STG linter's type equality can loop
stgEqType will currently loop when given the following,
stgEqType (a -> IO ()) (a -> IO ())
The problem is that the
(->) tycon now takes runtime rep arguments.
To see why, let's look at the (paraphrased) implementation,
stgEqType orig_ty1 orig_ty2 = gos (typePrimRep orig_ty1) (typePrimRep orig_ty2) where gos :: [PrimRep] -> [PrimRep] -> Bool gos [_] [_] = go orig_ty1 orig_ty2 gos reps1 reps2 = reps1 == reps2 go :: UnaryType -> UnaryType -> Bool go ty1 ty2 | Just (tc1, tc_args1) <- splitTyConApp_maybe ty1 , Just (tc2, tc_args2) <- splitTyConApp_maybe ty2 , let res = if tc1 == tc2 then equalLength tc_args1 tc_args2 && and (zipWith (gos `on` typePrimRep) tc_args1 tc_args2) else (isFamilyTyCon tc1 || isFamilyTyCon tc2) = res | otherwise = True -- Conservatively say "fine".

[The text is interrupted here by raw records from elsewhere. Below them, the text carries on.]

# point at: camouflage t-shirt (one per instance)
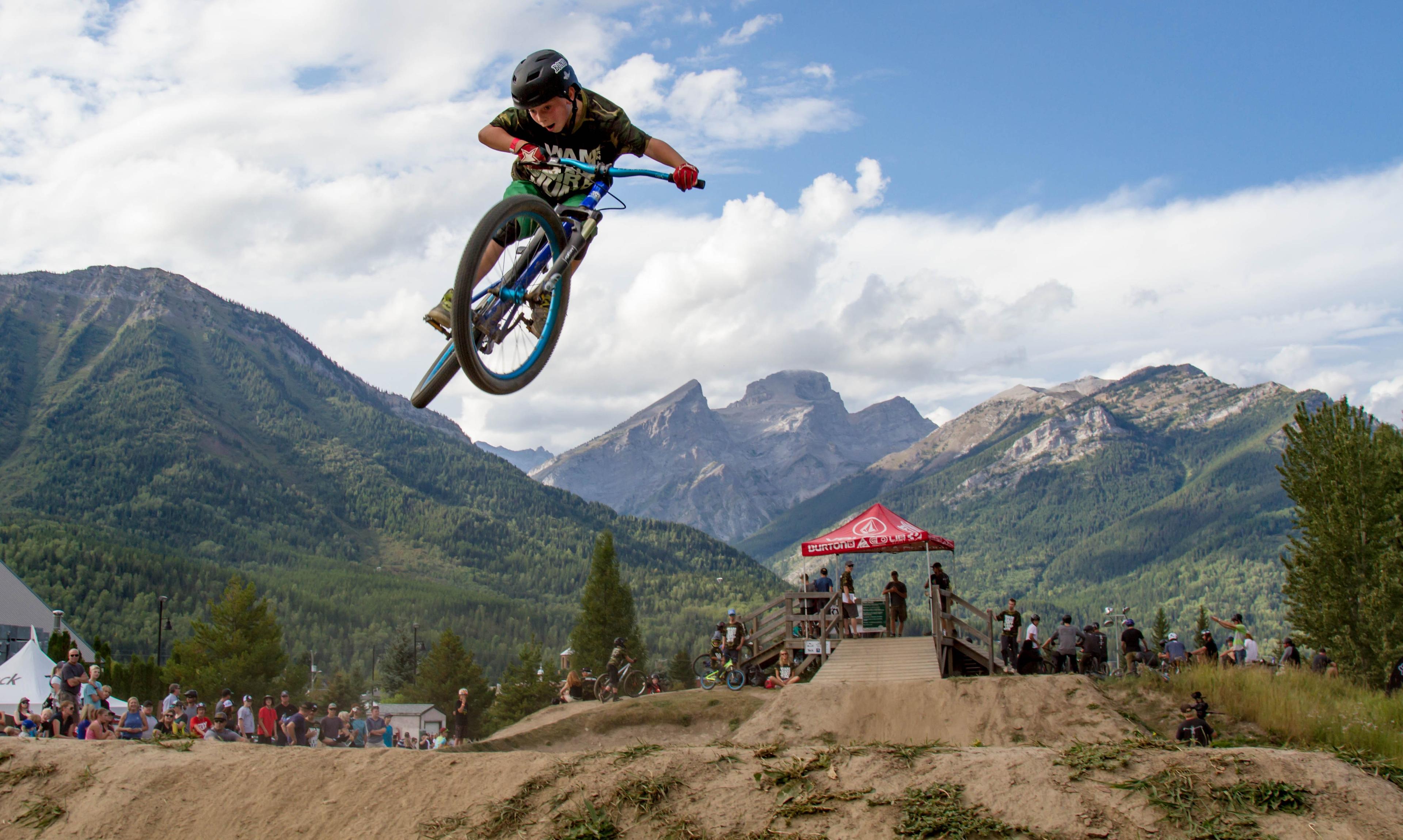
(600, 134)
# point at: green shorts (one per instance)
(522, 229)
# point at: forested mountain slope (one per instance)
(1155, 490)
(156, 438)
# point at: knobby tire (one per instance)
(464, 329)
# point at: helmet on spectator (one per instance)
(542, 76)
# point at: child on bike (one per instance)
(555, 117)
(616, 658)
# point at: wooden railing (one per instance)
(950, 633)
(771, 629)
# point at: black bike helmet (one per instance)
(541, 78)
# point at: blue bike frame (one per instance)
(516, 294)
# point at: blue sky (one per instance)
(978, 107)
(929, 199)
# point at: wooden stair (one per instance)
(882, 660)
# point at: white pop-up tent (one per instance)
(26, 675)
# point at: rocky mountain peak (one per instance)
(731, 470)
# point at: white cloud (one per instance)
(1297, 282)
(175, 135)
(748, 30)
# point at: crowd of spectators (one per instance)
(79, 707)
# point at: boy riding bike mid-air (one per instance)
(553, 117)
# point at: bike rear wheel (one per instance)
(633, 685)
(504, 343)
(441, 373)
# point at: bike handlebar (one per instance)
(615, 173)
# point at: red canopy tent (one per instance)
(876, 531)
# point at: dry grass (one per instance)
(1298, 707)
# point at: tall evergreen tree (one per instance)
(346, 688)
(1159, 632)
(239, 649)
(400, 662)
(1345, 564)
(524, 691)
(445, 669)
(605, 612)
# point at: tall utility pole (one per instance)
(160, 622)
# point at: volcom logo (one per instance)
(869, 528)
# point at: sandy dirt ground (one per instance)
(811, 782)
(998, 711)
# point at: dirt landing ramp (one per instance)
(1004, 711)
(674, 719)
(245, 791)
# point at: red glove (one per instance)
(685, 177)
(526, 153)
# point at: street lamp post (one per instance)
(160, 622)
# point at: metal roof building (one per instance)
(22, 609)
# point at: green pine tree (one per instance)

Our example will begin by looking at the
gos (typePrimRep orig_ty1) (typePrimRep orig_ty2) and, seeing that the
orig_tys are unary, enter
go. We will then split the applications such that,
tc1, tc2 = (->) tc_args1, tc_args2 = ['LiftedPtrRep, 'LiftedPtrRep, a, IO ()]
Seeing that the tycons are equal, we will enter
gos on each of the
tc_args. Of course, one would think that
typePrimRep 'LiftedPtrRep should throw an error, but because
gos only forces the spine of the list, that error doesn't get thrown. Instead we incorrectly conclude that
'LiftedPtrRep is a unary type and recurse into
go orig_ty1 orig_ty2, thus looping.